Quello che conta oggi
è di tenere salde le caviglie
dentro le nuove scarpe
di pelle azzurra
sui sampietrini disconnessi

conta
sentire gli abiti
a ricoprire appena la pelle

i vestiti che amavi, gli stessi,
invecchiati li ami ancora

La verità però è un’altra: vorresti
apparire ancora desiderabile
ed è vietato

con la colazione al mattino
hai ingoiato il fiele delle notti

eppure ti piace ancora
raggomitolata
sotto il lenzuolo aspirare
l’odore che emanano i tuoi seni
e le tue braccia

infine ancora ami

l’abbaglio del tuo stesso biancore

Sullo stesso tema e sulla dicotomia tra le due parti non sovrapponibili, non identiche dell'aspetto esteriore come del carattere dell'autrice  è "Lo specchio è tuo gentile amico"
"Analisi cliniche" è riflessione su quanti altri rinnovano la vita negli spazi intorno, prima accolti con commossa meraviglia, quindi sentiti anche loro come pesci in uno stesso affollato acquario.

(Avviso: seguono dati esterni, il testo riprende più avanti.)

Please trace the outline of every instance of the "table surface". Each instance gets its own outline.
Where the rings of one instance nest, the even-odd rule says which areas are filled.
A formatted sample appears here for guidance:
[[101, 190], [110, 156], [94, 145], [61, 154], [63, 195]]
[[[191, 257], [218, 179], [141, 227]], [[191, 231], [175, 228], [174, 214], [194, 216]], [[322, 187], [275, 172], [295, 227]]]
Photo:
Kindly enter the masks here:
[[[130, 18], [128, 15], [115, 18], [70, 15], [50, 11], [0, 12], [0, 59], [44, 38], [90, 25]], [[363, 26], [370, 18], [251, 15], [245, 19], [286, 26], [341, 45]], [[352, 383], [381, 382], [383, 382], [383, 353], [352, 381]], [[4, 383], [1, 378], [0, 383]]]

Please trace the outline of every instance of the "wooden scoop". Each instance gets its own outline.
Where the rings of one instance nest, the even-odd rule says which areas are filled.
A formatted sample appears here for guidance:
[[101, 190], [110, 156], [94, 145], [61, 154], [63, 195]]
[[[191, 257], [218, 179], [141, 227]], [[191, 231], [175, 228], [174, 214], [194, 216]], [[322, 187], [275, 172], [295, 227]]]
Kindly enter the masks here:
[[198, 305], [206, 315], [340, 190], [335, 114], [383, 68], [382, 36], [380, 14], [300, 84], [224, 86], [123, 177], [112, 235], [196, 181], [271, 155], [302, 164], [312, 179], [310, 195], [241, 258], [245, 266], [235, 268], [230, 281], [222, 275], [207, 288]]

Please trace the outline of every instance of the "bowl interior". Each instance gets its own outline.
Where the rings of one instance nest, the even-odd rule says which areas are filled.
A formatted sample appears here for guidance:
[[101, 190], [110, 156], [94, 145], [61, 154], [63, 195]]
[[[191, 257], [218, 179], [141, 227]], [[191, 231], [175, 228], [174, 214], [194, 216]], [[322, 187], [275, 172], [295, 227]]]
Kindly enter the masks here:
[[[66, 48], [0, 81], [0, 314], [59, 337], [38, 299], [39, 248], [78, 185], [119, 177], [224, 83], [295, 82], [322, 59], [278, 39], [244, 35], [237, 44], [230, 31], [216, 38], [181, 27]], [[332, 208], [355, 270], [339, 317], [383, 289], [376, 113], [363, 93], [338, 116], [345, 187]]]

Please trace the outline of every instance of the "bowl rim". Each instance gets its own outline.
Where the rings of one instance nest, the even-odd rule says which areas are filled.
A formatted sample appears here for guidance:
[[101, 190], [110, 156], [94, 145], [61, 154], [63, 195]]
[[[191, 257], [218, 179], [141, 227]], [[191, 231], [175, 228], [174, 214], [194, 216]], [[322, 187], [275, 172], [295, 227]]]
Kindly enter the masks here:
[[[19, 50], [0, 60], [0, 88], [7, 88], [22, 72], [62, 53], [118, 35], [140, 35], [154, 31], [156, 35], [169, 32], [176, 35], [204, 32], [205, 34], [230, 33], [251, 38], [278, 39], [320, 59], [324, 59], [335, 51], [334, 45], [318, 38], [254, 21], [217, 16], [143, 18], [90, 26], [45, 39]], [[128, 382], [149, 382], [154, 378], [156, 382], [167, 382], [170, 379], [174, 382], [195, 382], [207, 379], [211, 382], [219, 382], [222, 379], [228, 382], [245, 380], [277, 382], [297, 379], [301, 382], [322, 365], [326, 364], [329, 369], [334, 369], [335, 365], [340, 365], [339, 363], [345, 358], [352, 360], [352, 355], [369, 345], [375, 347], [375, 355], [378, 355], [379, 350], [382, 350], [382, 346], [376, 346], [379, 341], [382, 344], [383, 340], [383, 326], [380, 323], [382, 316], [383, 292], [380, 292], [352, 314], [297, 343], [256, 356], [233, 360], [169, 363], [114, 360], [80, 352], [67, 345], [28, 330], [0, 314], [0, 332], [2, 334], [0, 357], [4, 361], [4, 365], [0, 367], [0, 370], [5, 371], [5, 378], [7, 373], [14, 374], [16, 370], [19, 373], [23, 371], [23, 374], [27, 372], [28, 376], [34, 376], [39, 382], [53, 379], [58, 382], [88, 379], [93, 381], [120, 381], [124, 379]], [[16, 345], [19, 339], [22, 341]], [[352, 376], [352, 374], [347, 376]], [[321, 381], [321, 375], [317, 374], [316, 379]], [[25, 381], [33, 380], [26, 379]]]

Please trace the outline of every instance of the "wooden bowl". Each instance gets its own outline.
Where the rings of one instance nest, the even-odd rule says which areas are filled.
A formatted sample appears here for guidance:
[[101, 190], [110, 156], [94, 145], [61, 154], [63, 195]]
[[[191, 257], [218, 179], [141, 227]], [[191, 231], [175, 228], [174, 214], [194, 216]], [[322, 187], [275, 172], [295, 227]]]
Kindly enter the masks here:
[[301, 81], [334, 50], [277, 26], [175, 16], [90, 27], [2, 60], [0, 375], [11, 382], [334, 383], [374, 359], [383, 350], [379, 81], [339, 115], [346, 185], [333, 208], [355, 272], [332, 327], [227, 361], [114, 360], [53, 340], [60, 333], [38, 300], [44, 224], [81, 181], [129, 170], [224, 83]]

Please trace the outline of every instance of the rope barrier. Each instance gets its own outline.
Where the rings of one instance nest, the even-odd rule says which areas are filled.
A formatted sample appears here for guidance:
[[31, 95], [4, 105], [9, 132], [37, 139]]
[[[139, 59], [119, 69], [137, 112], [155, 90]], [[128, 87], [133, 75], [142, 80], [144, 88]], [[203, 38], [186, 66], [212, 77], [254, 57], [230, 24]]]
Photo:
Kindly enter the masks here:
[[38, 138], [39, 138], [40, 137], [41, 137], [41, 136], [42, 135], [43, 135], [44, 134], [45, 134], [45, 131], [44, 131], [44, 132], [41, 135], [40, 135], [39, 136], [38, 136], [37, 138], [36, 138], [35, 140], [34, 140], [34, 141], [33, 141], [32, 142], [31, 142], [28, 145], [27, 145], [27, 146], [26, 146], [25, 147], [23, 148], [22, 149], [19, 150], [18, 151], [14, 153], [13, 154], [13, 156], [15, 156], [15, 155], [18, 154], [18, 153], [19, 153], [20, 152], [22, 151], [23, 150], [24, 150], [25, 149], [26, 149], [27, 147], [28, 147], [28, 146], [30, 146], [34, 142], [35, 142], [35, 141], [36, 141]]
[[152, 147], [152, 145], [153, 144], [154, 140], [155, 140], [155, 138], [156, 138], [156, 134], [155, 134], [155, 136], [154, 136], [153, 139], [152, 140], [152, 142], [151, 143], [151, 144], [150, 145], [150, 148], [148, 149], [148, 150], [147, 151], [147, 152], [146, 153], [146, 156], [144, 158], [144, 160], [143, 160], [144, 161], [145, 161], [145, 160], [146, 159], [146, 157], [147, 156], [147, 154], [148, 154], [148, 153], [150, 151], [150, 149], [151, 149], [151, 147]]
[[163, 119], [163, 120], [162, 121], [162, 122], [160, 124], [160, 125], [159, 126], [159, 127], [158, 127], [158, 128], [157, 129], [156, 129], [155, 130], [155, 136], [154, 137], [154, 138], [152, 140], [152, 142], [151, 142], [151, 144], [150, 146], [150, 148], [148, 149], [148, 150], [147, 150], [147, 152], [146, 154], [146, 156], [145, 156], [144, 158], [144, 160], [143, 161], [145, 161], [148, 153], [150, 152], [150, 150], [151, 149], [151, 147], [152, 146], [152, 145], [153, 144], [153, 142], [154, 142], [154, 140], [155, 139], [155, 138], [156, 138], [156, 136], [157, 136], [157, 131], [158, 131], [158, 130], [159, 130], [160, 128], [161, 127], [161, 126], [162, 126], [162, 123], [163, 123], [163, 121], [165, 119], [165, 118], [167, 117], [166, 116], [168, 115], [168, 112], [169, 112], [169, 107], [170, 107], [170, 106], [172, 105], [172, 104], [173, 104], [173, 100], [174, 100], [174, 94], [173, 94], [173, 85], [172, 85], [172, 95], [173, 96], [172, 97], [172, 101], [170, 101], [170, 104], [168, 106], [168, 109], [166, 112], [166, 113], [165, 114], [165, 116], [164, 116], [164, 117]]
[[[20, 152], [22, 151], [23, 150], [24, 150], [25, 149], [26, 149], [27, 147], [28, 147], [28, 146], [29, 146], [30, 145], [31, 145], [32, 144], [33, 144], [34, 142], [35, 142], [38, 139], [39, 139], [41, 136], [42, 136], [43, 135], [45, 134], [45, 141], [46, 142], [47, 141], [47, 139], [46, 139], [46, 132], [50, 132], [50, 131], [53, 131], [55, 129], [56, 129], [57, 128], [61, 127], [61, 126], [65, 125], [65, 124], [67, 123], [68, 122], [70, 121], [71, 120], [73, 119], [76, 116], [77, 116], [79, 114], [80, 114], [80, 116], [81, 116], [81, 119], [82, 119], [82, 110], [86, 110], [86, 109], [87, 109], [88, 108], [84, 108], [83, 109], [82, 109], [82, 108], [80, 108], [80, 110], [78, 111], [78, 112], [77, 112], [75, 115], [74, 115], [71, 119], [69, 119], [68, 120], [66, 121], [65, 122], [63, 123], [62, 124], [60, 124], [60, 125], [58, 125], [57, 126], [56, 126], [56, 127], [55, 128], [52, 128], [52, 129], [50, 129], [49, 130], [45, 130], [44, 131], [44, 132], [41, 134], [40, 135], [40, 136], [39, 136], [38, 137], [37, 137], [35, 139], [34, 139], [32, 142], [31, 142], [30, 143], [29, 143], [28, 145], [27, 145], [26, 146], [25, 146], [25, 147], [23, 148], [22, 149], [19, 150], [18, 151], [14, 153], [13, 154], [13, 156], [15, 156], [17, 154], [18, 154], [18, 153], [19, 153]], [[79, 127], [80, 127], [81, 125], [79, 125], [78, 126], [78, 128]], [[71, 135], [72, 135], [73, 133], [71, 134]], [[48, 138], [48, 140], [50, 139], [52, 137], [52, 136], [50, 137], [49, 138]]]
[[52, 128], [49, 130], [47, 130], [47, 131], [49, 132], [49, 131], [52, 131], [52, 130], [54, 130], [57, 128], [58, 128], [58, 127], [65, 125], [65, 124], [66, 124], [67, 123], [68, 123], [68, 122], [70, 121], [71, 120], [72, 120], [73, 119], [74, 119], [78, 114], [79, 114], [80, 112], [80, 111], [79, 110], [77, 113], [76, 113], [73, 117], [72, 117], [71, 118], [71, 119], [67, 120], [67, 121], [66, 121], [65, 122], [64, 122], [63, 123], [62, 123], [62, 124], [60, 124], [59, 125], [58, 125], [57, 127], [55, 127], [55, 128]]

In questa sezione compaiono altre due poesie in cui c'è una deroga all'uso del presente "Sono io" un'immagine che appare al presente, un'apparizione che mi rimanda a un'immagine di me del passato, dell'infanzia e "Qualcuno dirà di me", dove prefiguro, usando quindi il tempo futuro dei verbi, pochi e superficiali commenti su di me, alla mia morte.

E qui devo sottolineare che il motivo portante di questo libro è quello dell'insignificanza dell'individuo nello Spazio, realtà totale, anzi totalità incomprensibile.
 Nello Spazio l'individuo umano si confonde con gli oggetti inanimati, che, per quanto ti siano accanto o, come nel caso dei vestiti sulla viva pelle, vivono in sé. L'individuo umano, leopardianamente  (Dialogo della Natura e di un Islandese) è del tutto ignorato dalla natura che vive in sé, che fa poco conto dei disastri umani che sono disastri per la specie uomo, non per la Natura.
 Domina in tutta la raccolta l'idea di Spazio come totalità , indicibile tuttavia, quanto incomprensibile nel senso letterale del termine.
Lo stile vuole essere semplice, privo di abbellimenti. Ciò che per me fa di questi versi poesia è l'idea sottintesa, non pronunciata, perciò metaforica, mentre si pronunciano azioni semplici e quotidiane: fare ordine, stiracchiarsi, contare


*****

Nella parte III, Scrivendone s'attenua ha  come tema l'ansia, l'attesa come tempo vuoto, la difficoltà nel rapporto umano, la paura di precipitare in un atteggiamento di chiusura(Ho pronunciato l'alt), di compiere verso l'altro il gesto sbagliato o di non essere in grado di compiere il gesto che aiuta, la paura dell'inerzia mentale (L'Assedio). Questa è anche la sezione dove mi permetto, nella sezione Scontento di scaricare il mio fastidio.